Batman and Robin or the Student Mentoring Scheme
We all know Robin, the junior counterpart to the superhero Batman who follows in his footsteps living life in its most adventurous form. We can, to some extend attribute some of Robin’s moves or at least confidence on the positive influence Batman had over him. This is a metaphorical and obviously exaggerated interpretation of the student mentoring scheme. In a broader and less abstract sense, students from the generations above are assigned to freshers belonging to the same department and, over one to one meet-ups, they talk through all sort of university related problems that seem impossible to handle in the first year. However, taking part in it is optional and, as we all do every now and then, we tend to equal the term ‘optional’ with ‘why bother going’. From my ‘very smooth transition’, it’s obvious that, in a few lines, I’m going to give you some reasons why you should actually bother taking part in the scheme if it exists in your department.
Last year, the scheme came as an oasis in the desert for me. At the beginning of my first year, I was seriously lacking some confidence due to the impression that the academic work load is overwhelming and I might not be able to raise up to the expectations I had in mind for myself. In the same time, I was getting more and more involved with societies and extracurricular activities and, additionally, I didn’t want to miss the “young and restless” memories of a night out. Therefore, time management became this uncontrollable force that I needed to “tame” but I had no idea how.

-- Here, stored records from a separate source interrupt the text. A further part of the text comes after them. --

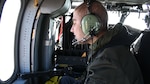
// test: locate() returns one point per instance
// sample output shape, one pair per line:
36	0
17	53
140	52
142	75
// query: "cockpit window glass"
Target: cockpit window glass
134	19
7	37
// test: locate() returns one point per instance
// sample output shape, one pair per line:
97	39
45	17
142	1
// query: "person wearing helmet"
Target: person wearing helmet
110	60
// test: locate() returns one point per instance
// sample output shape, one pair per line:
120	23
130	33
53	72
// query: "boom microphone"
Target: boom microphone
85	38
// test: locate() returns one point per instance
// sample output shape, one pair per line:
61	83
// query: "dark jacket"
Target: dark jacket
113	63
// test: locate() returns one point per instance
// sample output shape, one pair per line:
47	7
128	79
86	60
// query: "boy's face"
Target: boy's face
76	27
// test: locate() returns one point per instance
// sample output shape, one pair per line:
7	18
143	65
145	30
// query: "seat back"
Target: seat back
142	55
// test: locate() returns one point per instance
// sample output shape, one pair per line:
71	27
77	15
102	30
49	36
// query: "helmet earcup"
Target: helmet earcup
90	24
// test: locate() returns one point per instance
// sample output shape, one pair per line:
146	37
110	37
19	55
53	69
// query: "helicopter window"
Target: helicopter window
7	36
134	19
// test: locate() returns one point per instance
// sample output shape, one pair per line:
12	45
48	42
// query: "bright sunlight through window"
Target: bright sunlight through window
7	36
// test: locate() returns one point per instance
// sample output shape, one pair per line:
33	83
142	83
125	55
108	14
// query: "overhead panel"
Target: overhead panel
55	7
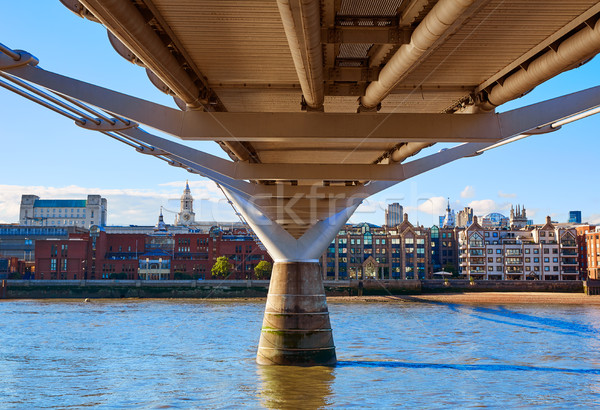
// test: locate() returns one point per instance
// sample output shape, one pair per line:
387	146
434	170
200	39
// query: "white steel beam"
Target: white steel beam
282	246
314	126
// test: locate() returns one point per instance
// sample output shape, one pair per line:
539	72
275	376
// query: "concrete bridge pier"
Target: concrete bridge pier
296	329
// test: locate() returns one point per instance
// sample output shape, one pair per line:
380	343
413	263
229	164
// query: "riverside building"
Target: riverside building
139	254
81	213
367	251
545	252
593	253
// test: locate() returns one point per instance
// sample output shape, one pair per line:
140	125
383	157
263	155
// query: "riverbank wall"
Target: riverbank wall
70	289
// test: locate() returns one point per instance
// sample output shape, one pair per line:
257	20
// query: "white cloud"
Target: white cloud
506	195
128	206
468	192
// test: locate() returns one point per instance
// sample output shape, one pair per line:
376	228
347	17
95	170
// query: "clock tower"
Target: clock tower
186	213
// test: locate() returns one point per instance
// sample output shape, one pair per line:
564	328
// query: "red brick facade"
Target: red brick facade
107	256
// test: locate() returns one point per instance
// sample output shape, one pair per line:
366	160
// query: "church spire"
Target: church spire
186	212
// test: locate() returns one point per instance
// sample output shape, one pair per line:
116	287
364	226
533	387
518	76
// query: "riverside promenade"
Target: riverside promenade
65	289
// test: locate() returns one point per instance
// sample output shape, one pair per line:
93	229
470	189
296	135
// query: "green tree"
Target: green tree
263	270
222	268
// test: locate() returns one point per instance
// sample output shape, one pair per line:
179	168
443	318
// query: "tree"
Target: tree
263	270
222	268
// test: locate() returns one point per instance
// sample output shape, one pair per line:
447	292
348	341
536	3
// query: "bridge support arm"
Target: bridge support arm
296	328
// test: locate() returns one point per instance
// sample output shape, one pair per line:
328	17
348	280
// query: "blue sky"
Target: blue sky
48	155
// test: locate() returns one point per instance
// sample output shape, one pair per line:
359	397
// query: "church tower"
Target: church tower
186	213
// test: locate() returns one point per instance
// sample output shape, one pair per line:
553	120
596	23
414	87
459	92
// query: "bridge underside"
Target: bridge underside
320	104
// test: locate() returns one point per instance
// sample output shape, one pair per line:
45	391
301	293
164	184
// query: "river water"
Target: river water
200	354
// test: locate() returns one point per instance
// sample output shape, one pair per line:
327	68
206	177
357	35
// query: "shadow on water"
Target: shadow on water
293	387
463	367
549	324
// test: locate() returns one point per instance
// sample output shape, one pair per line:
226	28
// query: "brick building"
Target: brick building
158	256
444	248
593	253
582	253
366	251
546	252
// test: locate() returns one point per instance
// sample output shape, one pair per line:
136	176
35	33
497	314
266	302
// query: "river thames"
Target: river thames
200	354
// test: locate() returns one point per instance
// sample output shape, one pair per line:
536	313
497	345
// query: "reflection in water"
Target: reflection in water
292	387
462	366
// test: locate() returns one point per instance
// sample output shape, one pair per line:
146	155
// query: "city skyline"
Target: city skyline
548	173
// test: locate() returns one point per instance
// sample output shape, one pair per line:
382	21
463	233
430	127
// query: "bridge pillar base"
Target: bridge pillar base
296	328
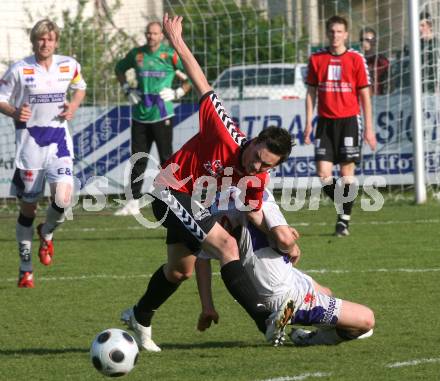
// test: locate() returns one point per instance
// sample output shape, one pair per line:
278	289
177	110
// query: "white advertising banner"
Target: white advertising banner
101	139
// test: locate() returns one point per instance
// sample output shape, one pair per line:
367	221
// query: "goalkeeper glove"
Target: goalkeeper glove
132	94
168	94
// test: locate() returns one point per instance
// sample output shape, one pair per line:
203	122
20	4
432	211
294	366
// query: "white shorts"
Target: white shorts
28	184
312	307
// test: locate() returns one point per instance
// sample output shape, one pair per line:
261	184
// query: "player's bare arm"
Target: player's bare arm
365	100
21	114
173	30
71	107
310	105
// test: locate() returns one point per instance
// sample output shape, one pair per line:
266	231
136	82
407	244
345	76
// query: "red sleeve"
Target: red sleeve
361	72
254	191
312	78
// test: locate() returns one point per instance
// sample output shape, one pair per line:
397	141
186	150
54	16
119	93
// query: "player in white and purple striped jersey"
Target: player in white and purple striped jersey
276	280
33	92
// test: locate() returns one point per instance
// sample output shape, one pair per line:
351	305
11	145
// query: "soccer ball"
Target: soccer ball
114	352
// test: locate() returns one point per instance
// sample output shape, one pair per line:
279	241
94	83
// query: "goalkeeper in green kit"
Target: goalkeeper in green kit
156	65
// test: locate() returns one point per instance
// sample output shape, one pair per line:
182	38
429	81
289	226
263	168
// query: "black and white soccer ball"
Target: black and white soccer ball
114	352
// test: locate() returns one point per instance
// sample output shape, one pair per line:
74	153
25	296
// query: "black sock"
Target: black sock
242	289
158	291
329	189
25	221
347	206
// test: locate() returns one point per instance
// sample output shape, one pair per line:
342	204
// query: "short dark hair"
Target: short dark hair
277	140
336	20
426	16
367	29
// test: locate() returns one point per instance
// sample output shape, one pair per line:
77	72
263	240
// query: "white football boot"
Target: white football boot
321	336
142	334
276	324
131	208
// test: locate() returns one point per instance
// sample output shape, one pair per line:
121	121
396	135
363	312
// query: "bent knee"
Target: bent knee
228	248
368	320
178	276
327	291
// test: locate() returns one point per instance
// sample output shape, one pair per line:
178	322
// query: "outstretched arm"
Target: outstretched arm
173	29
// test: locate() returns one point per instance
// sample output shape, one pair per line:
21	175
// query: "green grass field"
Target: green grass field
103	263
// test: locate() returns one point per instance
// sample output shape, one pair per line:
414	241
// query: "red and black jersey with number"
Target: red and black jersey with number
211	155
338	79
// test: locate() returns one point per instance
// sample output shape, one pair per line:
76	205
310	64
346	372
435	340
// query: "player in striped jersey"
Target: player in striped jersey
339	78
218	153
277	280
33	92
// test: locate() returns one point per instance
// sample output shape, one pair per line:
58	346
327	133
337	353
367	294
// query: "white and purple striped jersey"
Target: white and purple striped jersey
45	136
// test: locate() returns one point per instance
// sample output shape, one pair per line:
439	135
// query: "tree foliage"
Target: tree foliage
96	43
222	34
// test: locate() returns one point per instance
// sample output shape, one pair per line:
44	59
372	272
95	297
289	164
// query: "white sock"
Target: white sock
53	219
24	235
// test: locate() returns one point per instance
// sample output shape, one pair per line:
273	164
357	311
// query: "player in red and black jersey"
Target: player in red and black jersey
218	156
338	77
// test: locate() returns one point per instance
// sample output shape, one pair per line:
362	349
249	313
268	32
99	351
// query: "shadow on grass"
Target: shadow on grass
212	345
41	351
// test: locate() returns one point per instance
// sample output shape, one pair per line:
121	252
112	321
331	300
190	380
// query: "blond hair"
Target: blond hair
43	27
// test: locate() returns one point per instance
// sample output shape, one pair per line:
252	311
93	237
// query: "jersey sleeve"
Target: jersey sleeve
272	214
7	85
126	63
361	74
213	119
255	191
77	82
312	78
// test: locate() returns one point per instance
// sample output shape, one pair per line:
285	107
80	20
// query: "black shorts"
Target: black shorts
186	221
337	140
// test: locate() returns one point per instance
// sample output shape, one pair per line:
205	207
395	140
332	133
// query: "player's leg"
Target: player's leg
348	155
355	321
28	186
184	236
163	136
324	170
60	179
321	289
24	231
142	138
325	155
347	177
141	141
164	282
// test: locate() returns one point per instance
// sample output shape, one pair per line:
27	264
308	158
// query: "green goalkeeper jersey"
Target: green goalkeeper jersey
154	72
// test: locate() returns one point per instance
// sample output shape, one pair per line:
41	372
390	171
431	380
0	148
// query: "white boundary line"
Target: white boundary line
299	377
133	276
413	362
402	364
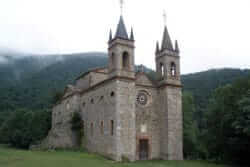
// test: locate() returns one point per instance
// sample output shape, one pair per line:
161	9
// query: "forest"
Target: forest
216	104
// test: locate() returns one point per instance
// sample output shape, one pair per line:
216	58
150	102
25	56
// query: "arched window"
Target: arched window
92	129
102	127
125	60
83	128
173	69
162	71
113	60
112	127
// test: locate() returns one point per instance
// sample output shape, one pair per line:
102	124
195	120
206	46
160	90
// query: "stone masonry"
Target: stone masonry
125	114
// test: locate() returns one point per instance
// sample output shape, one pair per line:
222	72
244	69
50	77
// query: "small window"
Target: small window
173	69
125	60
102	127
113	60
162	71
83	130
112	94
112	127
92	129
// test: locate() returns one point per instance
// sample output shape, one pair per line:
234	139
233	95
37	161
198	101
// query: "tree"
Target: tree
25	127
190	129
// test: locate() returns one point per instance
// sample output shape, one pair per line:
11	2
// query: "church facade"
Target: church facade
125	114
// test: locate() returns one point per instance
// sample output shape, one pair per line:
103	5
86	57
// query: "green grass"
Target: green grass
20	158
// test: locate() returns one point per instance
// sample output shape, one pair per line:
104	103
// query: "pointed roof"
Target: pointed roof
121	31
166	41
110	35
132	35
176	48
157	47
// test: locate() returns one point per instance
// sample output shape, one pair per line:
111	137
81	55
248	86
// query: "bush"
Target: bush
25	127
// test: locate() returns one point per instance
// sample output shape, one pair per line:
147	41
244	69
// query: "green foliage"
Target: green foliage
228	123
190	129
77	127
21	158
25	127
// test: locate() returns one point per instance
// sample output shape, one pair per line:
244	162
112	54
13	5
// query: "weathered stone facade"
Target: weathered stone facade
124	114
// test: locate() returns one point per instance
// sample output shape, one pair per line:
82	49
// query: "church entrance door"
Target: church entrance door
143	149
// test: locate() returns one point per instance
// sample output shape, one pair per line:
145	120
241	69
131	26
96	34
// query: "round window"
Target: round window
142	98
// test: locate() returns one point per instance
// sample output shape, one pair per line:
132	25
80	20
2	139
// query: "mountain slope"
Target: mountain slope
31	81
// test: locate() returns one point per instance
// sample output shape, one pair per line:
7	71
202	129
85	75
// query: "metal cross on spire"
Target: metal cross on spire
121	5
165	17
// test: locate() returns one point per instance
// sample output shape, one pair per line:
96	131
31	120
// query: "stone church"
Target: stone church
125	114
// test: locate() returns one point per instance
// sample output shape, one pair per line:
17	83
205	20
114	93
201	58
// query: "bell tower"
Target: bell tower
121	52
167	60
169	98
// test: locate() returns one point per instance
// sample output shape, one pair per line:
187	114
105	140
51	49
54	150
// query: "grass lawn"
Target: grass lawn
21	158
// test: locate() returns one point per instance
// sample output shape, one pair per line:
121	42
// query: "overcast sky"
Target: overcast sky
211	33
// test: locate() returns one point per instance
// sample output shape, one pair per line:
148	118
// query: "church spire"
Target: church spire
132	38
166	41
121	31
157	47
176	48
110	36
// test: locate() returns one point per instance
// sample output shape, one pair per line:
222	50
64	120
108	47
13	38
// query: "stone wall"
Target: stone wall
99	106
147	123
126	127
170	108
61	135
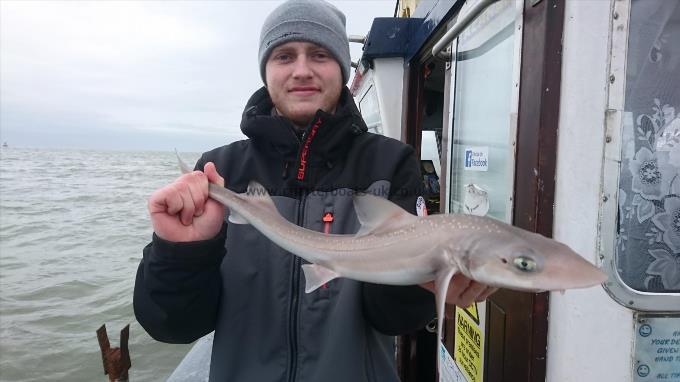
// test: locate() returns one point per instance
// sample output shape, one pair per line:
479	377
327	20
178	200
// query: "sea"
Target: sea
72	227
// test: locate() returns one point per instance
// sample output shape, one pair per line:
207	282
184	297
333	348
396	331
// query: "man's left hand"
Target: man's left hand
463	291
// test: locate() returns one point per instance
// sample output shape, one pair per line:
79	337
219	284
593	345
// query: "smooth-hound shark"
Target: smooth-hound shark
394	247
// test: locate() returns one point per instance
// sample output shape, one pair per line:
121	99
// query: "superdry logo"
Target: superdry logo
305	150
421	207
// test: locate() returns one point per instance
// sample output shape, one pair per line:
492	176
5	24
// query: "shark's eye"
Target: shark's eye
524	263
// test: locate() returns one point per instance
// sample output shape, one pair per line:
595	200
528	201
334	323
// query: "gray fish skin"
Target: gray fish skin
394	247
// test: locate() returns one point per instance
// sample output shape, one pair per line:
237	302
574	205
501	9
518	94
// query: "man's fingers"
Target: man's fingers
198	188
186	215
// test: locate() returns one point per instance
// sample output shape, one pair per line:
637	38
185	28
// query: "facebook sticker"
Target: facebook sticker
477	159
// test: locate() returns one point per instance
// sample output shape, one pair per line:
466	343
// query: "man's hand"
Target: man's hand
463	291
182	211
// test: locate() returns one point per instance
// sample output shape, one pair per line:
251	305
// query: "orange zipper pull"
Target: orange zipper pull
327	220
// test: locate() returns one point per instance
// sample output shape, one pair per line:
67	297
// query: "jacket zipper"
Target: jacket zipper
295	298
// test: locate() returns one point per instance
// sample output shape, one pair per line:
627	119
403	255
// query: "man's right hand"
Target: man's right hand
182	211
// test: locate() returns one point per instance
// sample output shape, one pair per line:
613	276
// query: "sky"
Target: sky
136	75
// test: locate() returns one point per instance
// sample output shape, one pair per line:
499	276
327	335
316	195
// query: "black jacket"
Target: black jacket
251	292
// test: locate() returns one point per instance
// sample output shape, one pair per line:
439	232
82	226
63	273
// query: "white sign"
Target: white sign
476	159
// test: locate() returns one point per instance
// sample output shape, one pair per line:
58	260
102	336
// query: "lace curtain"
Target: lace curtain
648	241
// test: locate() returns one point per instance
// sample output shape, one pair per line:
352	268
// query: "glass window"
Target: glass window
648	237
482	152
370	110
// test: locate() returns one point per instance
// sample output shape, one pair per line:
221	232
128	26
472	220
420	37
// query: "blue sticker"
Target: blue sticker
645	330
643	370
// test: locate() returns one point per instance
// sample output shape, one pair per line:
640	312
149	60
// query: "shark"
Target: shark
394	247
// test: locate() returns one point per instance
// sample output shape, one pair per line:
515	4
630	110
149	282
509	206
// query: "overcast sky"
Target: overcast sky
136	74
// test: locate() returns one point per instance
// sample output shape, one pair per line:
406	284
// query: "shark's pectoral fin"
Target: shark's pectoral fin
236	218
316	276
378	215
441	287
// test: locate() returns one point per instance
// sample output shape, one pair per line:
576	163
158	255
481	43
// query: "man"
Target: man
308	145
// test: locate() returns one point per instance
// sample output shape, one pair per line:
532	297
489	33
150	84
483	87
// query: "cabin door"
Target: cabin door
486	124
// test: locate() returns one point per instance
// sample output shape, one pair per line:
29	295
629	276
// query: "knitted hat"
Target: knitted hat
314	21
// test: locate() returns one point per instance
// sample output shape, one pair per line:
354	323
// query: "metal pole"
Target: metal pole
460	25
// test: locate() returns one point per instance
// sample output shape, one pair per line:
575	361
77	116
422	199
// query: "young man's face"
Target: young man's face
303	77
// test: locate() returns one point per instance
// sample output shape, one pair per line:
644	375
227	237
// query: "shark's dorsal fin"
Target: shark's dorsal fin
378	215
317	275
441	287
256	193
182	164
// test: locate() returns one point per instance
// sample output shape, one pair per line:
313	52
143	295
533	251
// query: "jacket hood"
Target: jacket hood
326	138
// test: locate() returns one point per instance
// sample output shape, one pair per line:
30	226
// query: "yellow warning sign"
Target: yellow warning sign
472	312
468	348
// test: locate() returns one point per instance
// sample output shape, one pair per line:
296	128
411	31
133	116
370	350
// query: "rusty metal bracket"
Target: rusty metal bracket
116	360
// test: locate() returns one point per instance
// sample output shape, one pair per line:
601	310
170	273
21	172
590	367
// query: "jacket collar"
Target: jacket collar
325	139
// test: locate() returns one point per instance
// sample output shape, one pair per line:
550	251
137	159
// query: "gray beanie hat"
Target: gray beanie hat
314	21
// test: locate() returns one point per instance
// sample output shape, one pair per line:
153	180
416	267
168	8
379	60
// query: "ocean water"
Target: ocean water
72	227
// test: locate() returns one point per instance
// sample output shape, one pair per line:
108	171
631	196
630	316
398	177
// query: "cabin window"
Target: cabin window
648	222
370	110
482	153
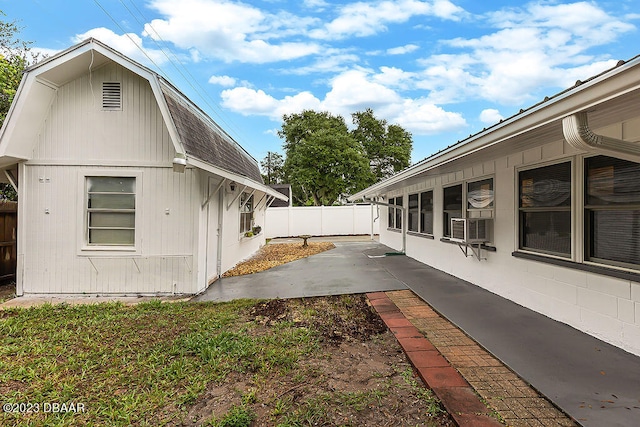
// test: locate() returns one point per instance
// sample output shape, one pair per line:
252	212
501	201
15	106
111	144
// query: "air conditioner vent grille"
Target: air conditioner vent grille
111	96
470	230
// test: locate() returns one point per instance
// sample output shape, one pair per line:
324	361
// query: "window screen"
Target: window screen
480	194
452	207
426	212
612	211
246	213
111	210
545	209
111	96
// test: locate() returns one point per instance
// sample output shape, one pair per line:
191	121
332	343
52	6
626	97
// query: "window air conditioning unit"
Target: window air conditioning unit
470	230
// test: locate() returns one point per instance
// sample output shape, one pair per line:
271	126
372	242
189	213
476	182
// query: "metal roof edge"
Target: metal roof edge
240	179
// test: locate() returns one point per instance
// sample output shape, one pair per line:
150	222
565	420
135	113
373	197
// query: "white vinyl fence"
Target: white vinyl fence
321	221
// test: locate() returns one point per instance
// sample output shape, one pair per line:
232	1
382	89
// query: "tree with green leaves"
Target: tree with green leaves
323	160
388	147
273	168
13	60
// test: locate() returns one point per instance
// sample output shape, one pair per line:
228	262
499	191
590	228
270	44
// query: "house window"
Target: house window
612	211
426	212
480	198
394	219
452	207
246	213
111	210
111	96
545	209
420	218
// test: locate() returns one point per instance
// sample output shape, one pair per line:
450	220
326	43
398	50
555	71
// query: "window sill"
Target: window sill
243	237
424	236
483	246
590	268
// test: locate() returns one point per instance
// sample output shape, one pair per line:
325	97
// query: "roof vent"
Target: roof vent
111	96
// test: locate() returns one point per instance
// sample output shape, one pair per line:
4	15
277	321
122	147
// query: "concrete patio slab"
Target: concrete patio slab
347	269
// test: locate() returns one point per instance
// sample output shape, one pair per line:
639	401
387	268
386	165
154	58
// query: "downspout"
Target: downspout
578	134
404	220
220	231
374	219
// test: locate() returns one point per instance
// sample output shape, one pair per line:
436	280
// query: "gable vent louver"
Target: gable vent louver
111	96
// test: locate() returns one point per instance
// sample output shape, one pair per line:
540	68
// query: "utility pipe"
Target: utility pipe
404	222
578	134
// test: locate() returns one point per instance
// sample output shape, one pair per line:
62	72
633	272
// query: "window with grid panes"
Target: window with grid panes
246	213
545	209
612	211
111	211
452	197
420	212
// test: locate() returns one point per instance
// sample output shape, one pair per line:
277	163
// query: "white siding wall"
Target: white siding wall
235	246
77	137
320	221
605	307
53	222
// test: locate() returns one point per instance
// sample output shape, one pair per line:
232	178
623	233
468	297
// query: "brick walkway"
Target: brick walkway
459	371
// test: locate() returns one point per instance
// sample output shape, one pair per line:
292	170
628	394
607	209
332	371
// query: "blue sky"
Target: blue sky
442	69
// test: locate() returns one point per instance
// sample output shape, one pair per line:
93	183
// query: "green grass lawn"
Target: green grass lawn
131	365
152	364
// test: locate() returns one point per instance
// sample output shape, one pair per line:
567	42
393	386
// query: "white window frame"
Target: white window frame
419	194
573	208
242	212
443	210
582	220
83	237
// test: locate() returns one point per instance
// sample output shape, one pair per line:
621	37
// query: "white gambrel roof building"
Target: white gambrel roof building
124	185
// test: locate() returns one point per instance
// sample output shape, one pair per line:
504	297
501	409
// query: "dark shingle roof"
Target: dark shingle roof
203	140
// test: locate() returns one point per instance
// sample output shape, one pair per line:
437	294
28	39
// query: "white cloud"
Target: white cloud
350	91
401	50
490	116
542	45
225	81
363	19
129	44
248	101
230	31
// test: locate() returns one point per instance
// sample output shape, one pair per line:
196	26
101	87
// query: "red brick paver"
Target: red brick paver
473	385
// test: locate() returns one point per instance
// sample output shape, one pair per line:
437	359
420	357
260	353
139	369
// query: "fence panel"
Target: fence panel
320	221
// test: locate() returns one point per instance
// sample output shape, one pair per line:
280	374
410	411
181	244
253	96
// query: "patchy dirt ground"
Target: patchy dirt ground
7	291
358	377
276	254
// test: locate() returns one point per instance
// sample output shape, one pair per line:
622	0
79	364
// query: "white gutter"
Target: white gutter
577	133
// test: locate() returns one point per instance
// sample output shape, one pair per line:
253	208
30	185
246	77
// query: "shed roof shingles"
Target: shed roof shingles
202	141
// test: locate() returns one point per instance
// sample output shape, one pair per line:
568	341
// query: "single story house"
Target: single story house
542	208
125	187
284	189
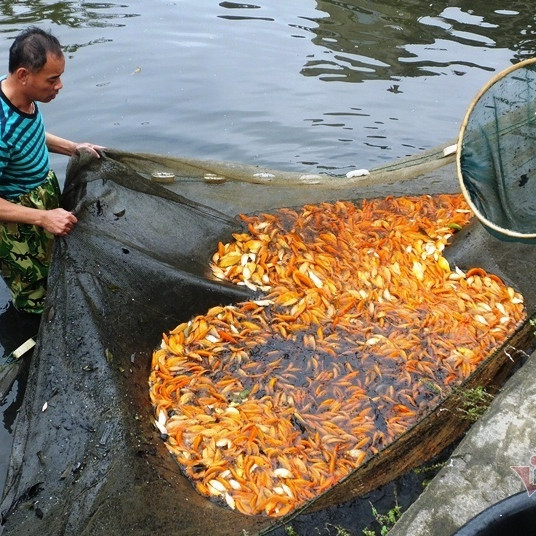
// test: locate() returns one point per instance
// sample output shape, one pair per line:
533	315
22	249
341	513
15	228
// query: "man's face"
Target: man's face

There came the student mentor. What my mentor firstly did was to reassure me that my case of “what’s happening?” was not isolated and that disorientation is an integral part of a first-year student journey. The reassurance that ‘with time, you’re going to get settled’ was something that I really needed to hear, especially as the mentors were talking form their own experience. What she would do was basically telling me her way of dealing with university live, following up with: “my best advice for you here would be to…”. She was really helpful in terms of how to organize my work, how to deal with feedback, how to approach essays…how to find the strength to show up a 9am after a night out and so the conversation would run its course.
Even if you feel confident with balancing your time and work at university, there’s still nothing to lose in joining the scheme. Because the generations above have been here for longer, they can guide you to events that might be of interest for you, workshops, careers fair you may not know about, how they applied for executive positions within a society, internships, what they would do differently if they were freshers again and what they wish they had known when they were in your shoes. It’s not an interrogation and you will probably discuss all these things over a coffee so keep in mind that the scheme is very casual and the mentors should be easy to talk to giving the fact that they choose to take part in it – so, again, no obligations for anyone.
Don’t, however, treat the scheme as an opportunity to say your piece about lecturers and modules as the mentors are instructed not to feed these topics. Additionally, bare in mind that the student mentor and the personal tutor have totally different roles, so if there are any academic or personal issues you need to discuss, you shall then ask for your personal tutor’s help.
Hopefully, as I know the mentoring schemes start running at this time of the year, I hope I convinced you to sign your name up and who knows, next year, it might be you the Batman of a future Robin how needs a helping hand in getting used to the university routine.